Torr Haley R, Penrod Sara, Cote Jennifer, Hanken Sara E, Chan Stephanie C, Riker Richard R, Leclerc Angela, May Teresa L, Seder David B, Gagnon David J
Department of Pharmacy, Maine Medical Center, Portland, ME.
Rehabilitation Services, Maine Medical Center, Portland, ME.
Arch Rehabil Res Clin Transl. 2025 Apr 26;7(2):100459. doi: 10.1016/j.arrct.2025.100459. eCollection 2025 Jun.
To describe the dosing strategy, safety, and effectiveness of amantadine in patients admitted to inpatient rehabilitation after stroke.
Retrospective, single-center, cohort study.
Ninety-bed, inpatient rehabilitation hospital.
Twenty-eight patients (N=28) with amantadine started in a neuro-intensive care unit after stroke and continued after transfer to rehabilitation; the median age was 67 years and 61% were men.
Oral amantadine.
Amantadine prescribing practices, adverse drug effects, and changes in recovery trajectory relative to dose changes.

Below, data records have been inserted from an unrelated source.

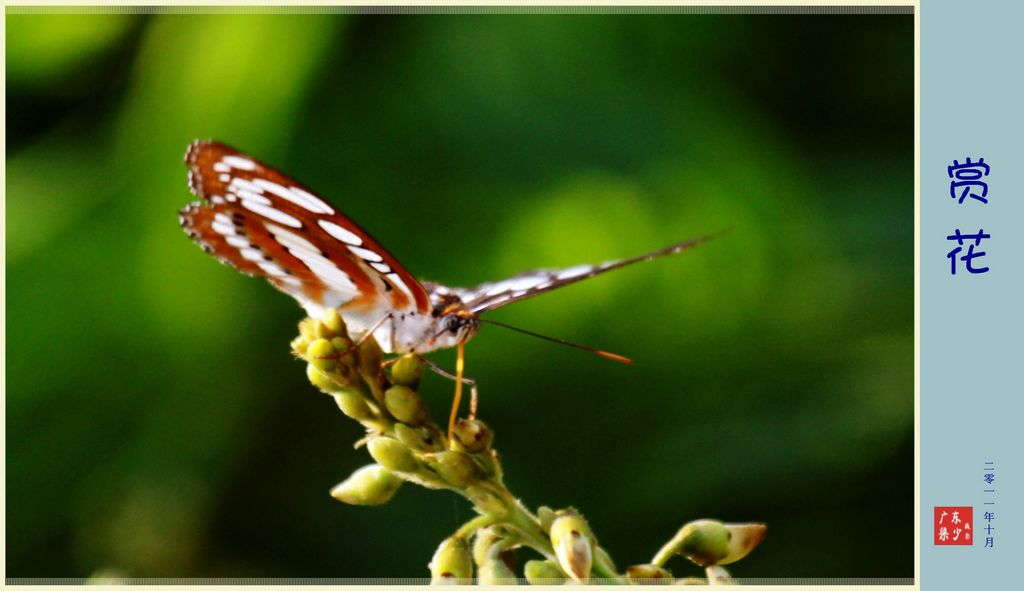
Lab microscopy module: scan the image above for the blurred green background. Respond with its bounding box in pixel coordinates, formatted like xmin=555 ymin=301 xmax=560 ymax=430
xmin=6 ymin=14 xmax=913 ymax=577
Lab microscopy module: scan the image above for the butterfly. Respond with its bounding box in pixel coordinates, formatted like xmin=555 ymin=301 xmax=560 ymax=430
xmin=179 ymin=140 xmax=711 ymax=430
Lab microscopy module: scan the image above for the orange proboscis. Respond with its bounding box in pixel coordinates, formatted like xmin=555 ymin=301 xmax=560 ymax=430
xmin=449 ymin=341 xmax=466 ymax=441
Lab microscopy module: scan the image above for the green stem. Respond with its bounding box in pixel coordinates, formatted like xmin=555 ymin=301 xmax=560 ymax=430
xmin=495 ymin=493 xmax=626 ymax=584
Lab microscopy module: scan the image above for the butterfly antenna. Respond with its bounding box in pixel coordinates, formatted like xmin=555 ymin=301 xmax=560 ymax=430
xmin=480 ymin=319 xmax=633 ymax=366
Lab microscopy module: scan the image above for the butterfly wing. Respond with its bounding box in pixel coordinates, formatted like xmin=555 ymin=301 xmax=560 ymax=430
xmin=451 ymin=236 xmax=714 ymax=314
xmin=180 ymin=140 xmax=430 ymax=328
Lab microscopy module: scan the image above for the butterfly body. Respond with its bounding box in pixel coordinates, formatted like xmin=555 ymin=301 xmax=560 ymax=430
xmin=179 ymin=140 xmax=709 ymax=353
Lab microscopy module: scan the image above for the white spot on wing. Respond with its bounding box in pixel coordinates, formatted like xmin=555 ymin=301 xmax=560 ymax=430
xmin=239 ymin=248 xmax=263 ymax=262
xmin=258 ymin=261 xmax=288 ymax=277
xmin=316 ymin=219 xmax=368 ymax=247
xmin=555 ymin=264 xmax=594 ymax=280
xmin=222 ymin=156 xmax=256 ymax=170
xmin=386 ymin=272 xmax=416 ymax=301
xmin=238 ymin=188 xmax=270 ymax=205
xmin=224 ymin=236 xmax=252 ymax=248
xmin=263 ymin=223 xmax=319 ymax=255
xmin=242 ymin=199 xmax=302 ymax=227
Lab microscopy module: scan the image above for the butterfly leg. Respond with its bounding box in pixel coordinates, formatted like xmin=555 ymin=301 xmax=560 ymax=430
xmin=421 ymin=357 xmax=479 ymax=419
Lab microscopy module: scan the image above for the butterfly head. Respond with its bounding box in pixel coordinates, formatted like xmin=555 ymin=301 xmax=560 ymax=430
xmin=428 ymin=293 xmax=480 ymax=348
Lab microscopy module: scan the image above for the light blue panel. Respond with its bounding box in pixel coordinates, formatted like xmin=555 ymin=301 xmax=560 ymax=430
xmin=921 ymin=0 xmax=1024 ymax=591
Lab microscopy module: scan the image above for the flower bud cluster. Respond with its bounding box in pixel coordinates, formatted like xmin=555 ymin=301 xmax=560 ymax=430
xmin=292 ymin=309 xmax=765 ymax=585
xmin=292 ymin=308 xmax=501 ymax=505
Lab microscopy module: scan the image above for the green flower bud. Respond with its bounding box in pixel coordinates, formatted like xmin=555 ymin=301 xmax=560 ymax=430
xmin=477 ymin=553 xmax=518 ymax=585
xmin=424 ymin=451 xmax=482 ymax=489
xmin=306 ymin=339 xmax=338 ymax=372
xmin=718 ymin=523 xmax=768 ymax=564
xmin=391 ymin=353 xmax=423 ymax=387
xmin=306 ymin=364 xmax=348 ymax=392
xmin=334 ymin=388 xmax=377 ymax=421
xmin=384 ymin=386 xmax=427 ymax=425
xmin=291 ymin=335 xmax=309 ymax=357
xmin=594 ymin=546 xmax=618 ymax=573
xmin=394 ymin=423 xmax=444 ymax=452
xmin=321 ymin=308 xmax=345 ymax=336
xmin=429 ymin=538 xmax=473 ymax=585
xmin=651 ymin=519 xmax=729 ymax=566
xmin=331 ymin=337 xmax=352 ymax=353
xmin=551 ymin=511 xmax=596 ymax=583
xmin=473 ymin=525 xmax=504 ymax=564
xmin=331 ymin=464 xmax=401 ymax=505
xmin=359 ymin=337 xmax=384 ymax=376
xmin=626 ymin=564 xmax=672 ymax=585
xmin=523 ymin=560 xmax=565 ymax=585
xmin=455 ymin=419 xmax=495 ymax=454
xmin=367 ymin=436 xmax=420 ymax=472
xmin=299 ymin=318 xmax=316 ymax=341
xmin=705 ymin=564 xmax=732 ymax=585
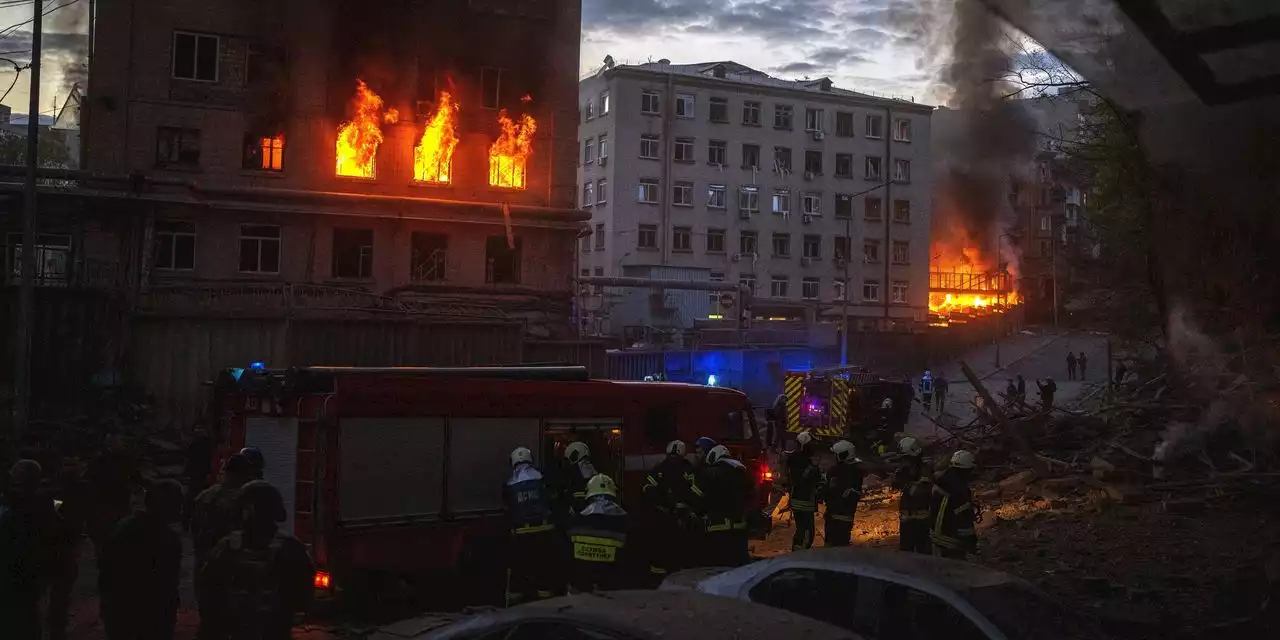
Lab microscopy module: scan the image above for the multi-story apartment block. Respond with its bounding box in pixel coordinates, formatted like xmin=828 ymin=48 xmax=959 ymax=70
xmin=577 ymin=60 xmax=932 ymax=334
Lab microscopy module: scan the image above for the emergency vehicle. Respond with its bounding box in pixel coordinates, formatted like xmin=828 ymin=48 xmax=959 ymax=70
xmin=782 ymin=366 xmax=914 ymax=443
xmin=215 ymin=365 xmax=772 ymax=603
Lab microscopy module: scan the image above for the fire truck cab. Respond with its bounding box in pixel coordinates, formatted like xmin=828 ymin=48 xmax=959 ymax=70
xmin=782 ymin=366 xmax=913 ymax=451
xmin=207 ymin=366 xmax=768 ymax=604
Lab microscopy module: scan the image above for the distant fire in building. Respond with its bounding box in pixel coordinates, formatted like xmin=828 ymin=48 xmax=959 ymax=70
xmin=489 ymin=96 xmax=538 ymax=189
xmin=413 ymin=91 xmax=458 ymax=184
xmin=337 ymin=79 xmax=399 ymax=178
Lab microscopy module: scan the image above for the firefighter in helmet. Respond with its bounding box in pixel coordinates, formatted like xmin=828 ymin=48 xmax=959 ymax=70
xmin=568 ymin=474 xmax=630 ymax=591
xmin=692 ymin=444 xmax=753 ymax=567
xmin=929 ymin=449 xmax=978 ymax=559
xmin=197 ymin=480 xmax=315 ymax=640
xmin=823 ymin=440 xmax=864 ymax=547
xmin=786 ymin=431 xmax=822 ymax=550
xmin=893 ymin=436 xmax=933 ymax=553
xmin=643 ymin=440 xmax=694 ymax=582
xmin=502 ymin=447 xmax=561 ymax=607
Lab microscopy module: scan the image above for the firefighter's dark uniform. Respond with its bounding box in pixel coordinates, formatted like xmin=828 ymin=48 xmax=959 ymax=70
xmin=929 ymin=468 xmax=978 ymax=559
xmin=503 ymin=462 xmax=562 ymax=607
xmin=893 ymin=461 xmax=933 ymax=553
xmin=568 ymin=495 xmax=630 ymax=591
xmin=823 ymin=458 xmax=864 ymax=547
xmin=787 ymin=445 xmax=822 ymax=550
xmin=644 ymin=456 xmax=694 ymax=582
xmin=692 ymin=458 xmax=752 ymax=567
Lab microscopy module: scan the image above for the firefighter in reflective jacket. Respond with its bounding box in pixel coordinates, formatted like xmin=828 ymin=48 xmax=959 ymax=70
xmin=692 ymin=444 xmax=753 ymax=567
xmin=644 ymin=440 xmax=694 ymax=582
xmin=893 ymin=438 xmax=933 ymax=553
xmin=502 ymin=447 xmax=561 ymax=607
xmin=929 ymin=451 xmax=978 ymax=559
xmin=552 ymin=440 xmax=595 ymax=525
xmin=823 ymin=440 xmax=863 ymax=547
xmin=787 ymin=431 xmax=822 ymax=550
xmin=568 ymin=474 xmax=628 ymax=593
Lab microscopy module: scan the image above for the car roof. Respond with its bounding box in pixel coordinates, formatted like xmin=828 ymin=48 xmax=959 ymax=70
xmin=742 ymin=547 xmax=1023 ymax=591
xmin=409 ymin=591 xmax=860 ymax=640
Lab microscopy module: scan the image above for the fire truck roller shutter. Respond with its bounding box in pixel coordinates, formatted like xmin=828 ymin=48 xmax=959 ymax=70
xmin=338 ymin=417 xmax=444 ymax=522
xmin=448 ymin=417 xmax=541 ymax=513
xmin=244 ymin=416 xmax=298 ymax=534
xmin=782 ymin=375 xmax=804 ymax=433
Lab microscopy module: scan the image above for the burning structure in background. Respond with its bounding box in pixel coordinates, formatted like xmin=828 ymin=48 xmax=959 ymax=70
xmin=335 ymin=79 xmax=399 ymax=178
xmin=489 ymin=96 xmax=538 ymax=189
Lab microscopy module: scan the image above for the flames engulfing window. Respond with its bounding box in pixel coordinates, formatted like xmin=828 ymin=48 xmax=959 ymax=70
xmin=489 ymin=106 xmax=538 ymax=189
xmin=243 ymin=133 xmax=284 ymax=172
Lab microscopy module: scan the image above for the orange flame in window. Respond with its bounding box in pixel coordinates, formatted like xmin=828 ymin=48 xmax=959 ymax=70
xmin=413 ymin=91 xmax=458 ymax=184
xmin=489 ymin=108 xmax=538 ymax=189
xmin=337 ymin=79 xmax=399 ymax=178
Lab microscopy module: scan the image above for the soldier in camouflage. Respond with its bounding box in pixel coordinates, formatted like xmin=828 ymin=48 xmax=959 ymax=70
xmin=197 ymin=480 xmax=315 ymax=640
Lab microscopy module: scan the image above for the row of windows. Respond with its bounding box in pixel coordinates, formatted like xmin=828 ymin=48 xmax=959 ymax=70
xmin=154 ymin=220 xmax=521 ymax=284
xmin=596 ymin=133 xmax=911 ymax=183
xmin=579 ymin=223 xmax=911 ymax=265
xmin=619 ymin=178 xmax=911 ymax=224
xmin=624 ymin=90 xmax=911 ymax=142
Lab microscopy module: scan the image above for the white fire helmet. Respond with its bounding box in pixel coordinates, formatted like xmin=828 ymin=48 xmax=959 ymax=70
xmin=564 ymin=440 xmax=591 ymax=465
xmin=511 ymin=447 xmax=534 ymax=466
xmin=951 ymin=449 xmax=975 ymax=468
xmin=831 ymin=440 xmax=858 ymax=462
xmin=707 ymin=444 xmax=728 ymax=465
xmin=897 ymin=436 xmax=924 ymax=457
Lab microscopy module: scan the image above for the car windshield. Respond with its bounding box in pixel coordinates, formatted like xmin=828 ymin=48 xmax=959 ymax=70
xmin=964 ymin=584 xmax=1102 ymax=640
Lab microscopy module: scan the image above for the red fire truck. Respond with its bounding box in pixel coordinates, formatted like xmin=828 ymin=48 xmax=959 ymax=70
xmin=215 ymin=366 xmax=771 ymax=602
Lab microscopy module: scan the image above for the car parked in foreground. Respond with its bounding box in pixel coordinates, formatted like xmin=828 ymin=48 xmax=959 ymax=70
xmin=660 ymin=548 xmax=1105 ymax=640
xmin=369 ymin=591 xmax=861 ymax=640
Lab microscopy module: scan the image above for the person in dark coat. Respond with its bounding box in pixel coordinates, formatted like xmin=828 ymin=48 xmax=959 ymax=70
xmin=97 ymin=480 xmax=182 ymax=640
xmin=196 ymin=480 xmax=315 ymax=640
xmin=0 ymin=460 xmax=58 ymax=640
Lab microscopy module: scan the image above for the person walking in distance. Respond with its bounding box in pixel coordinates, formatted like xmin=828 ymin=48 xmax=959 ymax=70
xmin=97 ymin=480 xmax=183 ymax=640
xmin=568 ymin=474 xmax=631 ymax=593
xmin=893 ymin=438 xmax=933 ymax=553
xmin=933 ymin=374 xmax=948 ymax=415
xmin=503 ymin=447 xmax=562 ymax=607
xmin=823 ymin=440 xmax=864 ymax=547
xmin=643 ymin=440 xmax=694 ymax=586
xmin=929 ymin=451 xmax=978 ymax=559
xmin=787 ymin=431 xmax=822 ymax=550
xmin=691 ymin=444 xmax=752 ymax=567
xmin=197 ymin=480 xmax=315 ymax=640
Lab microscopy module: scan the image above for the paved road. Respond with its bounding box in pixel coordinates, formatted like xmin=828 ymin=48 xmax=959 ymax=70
xmin=906 ymin=329 xmax=1107 ymax=439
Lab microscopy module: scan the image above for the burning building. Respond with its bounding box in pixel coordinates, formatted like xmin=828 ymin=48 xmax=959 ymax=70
xmin=7 ymin=0 xmax=586 ymax=424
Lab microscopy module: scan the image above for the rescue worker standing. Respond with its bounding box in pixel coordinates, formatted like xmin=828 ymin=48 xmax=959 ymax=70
xmin=823 ymin=440 xmax=863 ymax=547
xmin=893 ymin=438 xmax=933 ymax=553
xmin=97 ymin=480 xmax=182 ymax=640
xmin=644 ymin=440 xmax=694 ymax=586
xmin=502 ymin=447 xmax=561 ymax=607
xmin=568 ymin=474 xmax=628 ymax=593
xmin=197 ymin=480 xmax=315 ymax=640
xmin=929 ymin=451 xmax=978 ymax=559
xmin=787 ymin=431 xmax=822 ymax=550
xmin=0 ymin=460 xmax=58 ymax=640
xmin=692 ymin=444 xmax=752 ymax=567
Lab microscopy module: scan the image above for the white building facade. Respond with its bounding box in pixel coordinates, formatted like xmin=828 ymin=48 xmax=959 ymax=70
xmin=579 ymin=60 xmax=933 ymax=335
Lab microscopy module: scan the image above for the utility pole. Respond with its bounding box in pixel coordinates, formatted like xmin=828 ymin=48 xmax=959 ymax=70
xmin=13 ymin=1 xmax=45 ymax=447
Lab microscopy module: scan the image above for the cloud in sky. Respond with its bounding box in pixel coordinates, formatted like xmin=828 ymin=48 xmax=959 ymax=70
xmin=581 ymin=0 xmax=947 ymax=97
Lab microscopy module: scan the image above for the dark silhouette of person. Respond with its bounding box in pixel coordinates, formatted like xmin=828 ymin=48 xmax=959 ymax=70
xmin=97 ymin=480 xmax=182 ymax=640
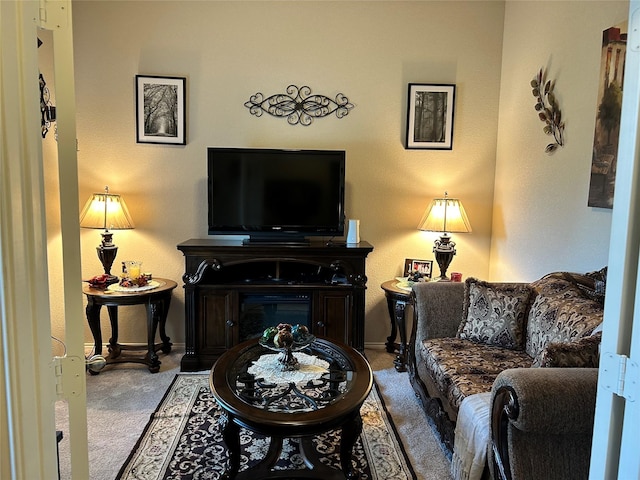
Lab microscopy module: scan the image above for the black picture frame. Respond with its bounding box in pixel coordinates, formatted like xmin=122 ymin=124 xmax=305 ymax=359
xmin=136 ymin=75 xmax=187 ymax=145
xmin=402 ymin=258 xmax=433 ymax=279
xmin=405 ymin=83 xmax=456 ymax=150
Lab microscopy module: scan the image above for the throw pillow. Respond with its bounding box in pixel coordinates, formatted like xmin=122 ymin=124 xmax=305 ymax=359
xmin=525 ymin=275 xmax=603 ymax=367
xmin=540 ymin=333 xmax=602 ymax=368
xmin=458 ymin=277 xmax=533 ymax=350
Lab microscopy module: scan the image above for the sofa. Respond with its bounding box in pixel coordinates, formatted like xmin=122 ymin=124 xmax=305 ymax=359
xmin=407 ymin=268 xmax=606 ymax=479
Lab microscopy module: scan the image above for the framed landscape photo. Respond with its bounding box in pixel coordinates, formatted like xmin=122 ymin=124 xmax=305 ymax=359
xmin=406 ymin=83 xmax=456 ymax=150
xmin=404 ymin=258 xmax=433 ymax=278
xmin=136 ymin=75 xmax=187 ymax=145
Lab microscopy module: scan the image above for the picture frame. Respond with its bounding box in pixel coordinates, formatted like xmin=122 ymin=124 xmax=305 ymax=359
xmin=136 ymin=75 xmax=187 ymax=145
xmin=405 ymin=83 xmax=456 ymax=150
xmin=403 ymin=258 xmax=433 ymax=279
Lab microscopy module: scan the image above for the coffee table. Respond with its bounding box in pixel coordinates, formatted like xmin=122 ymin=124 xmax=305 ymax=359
xmin=209 ymin=338 xmax=373 ymax=480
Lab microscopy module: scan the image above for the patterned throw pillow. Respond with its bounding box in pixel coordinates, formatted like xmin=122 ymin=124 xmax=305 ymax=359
xmin=525 ymin=276 xmax=603 ymax=367
xmin=540 ymin=332 xmax=602 ymax=368
xmin=458 ymin=278 xmax=533 ymax=350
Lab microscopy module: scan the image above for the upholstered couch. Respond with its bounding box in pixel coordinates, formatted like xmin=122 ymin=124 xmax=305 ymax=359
xmin=408 ymin=269 xmax=606 ymax=479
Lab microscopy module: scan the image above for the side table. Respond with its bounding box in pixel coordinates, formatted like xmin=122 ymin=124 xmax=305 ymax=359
xmin=82 ymin=278 xmax=178 ymax=375
xmin=380 ymin=280 xmax=411 ymax=372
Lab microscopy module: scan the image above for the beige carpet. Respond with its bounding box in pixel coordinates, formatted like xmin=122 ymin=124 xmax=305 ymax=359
xmin=56 ymin=349 xmax=451 ymax=480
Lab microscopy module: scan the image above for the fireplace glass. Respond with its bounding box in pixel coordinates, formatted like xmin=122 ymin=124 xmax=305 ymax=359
xmin=240 ymin=294 xmax=311 ymax=342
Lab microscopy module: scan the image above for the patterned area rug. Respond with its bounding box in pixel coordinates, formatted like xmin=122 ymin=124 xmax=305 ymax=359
xmin=116 ymin=374 xmax=416 ymax=480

This cohort included 14 adult patients with intracerebral hemorrhage, 10 with subarachnoid hemorrhage, and 4 with acute ischemic stroke. The most common admitting amantadine dose was 100 mg twice daily. Inpatient rehabilitation lasted 27 (24-35) days, and amantadine was discontinued during rehabilitation in 6 patients (21%). Amantadine was prescribed to 22 patients (79%) at discharge from rehabilitation, most commonly 100 mg daily or twice daily, and was continued for 105 (39-510) days after admission to rehabilitation among the 17 patients with this data available. Twenty-one potential adverse events were identified among 16 (57%) patients, including confusion or delirium, sleeplessness, agitation, fatigue or lethargy, and spasticity; 8 of these (38%) occurred after reductions in amantadine dose.
Amantadine dosing was highly variable during inpatient rehabilitation, with trends for longer dosing after acute ischemic stroke and shorter for subarachnoid hemorrhage. Amantadine appeared well tolerated during and after inpatient rehabilitation, and most (22/28) patients were prescribed amantadine at discharge. Strategies to guide long-term use of amantadine after acute stroke require further prospective study.
描述金刚烷胺在卒中后入住康复病房患者中的给药策略、安全性及有效性。
回顾性、单中心队列研究。
拥有90张床位的住院康复医院。
28例患者(N = 28),卒中后在神经重症监护病房开始使用金刚烷胺,并在转至康复病房后继续使用;中位年龄为67岁,61%为男性。
口服金刚烷胺。
金刚烷胺的处方习惯、药物不良反应以及相对于剂量变化的恢复轨迹变化。
该队列包括14例成人脑出血患者、10例蛛网膜下腔出血患者和4例急性缺血性卒中患者。最常见的入院时金刚烷胺剂量为每日两次,每次100毫克。住院康复持续27(24 - 35)天,6例患者(21%)在康复期间停用金刚烷胺。17例有可用数据的患者中,康复出院时22例患者(79%)仍在使用金刚烷胺,最常见的是每日100毫克或每日两次,康复入院后持续使用105(39 - 510)天。16例患者(57%)中发现21起潜在不良事件,包括意识模糊或谵妄、失眠、激动、疲劳或嗜睡以及痉挛;其中8起(38%)发生在金刚烷胺剂量减少后。
住院康复期间金刚烷胺的给药剂量差异很大,急性缺血性卒中后给药时间较长,蛛网膜下腔出血后较短。住院康复期间及之后金刚烷胺耐受性良好,大多数(22/28)患者出院时仍在使用金刚烷胺。急性卒中后指导金刚烷胺长期使用的策略需要进一步的前瞻性研究。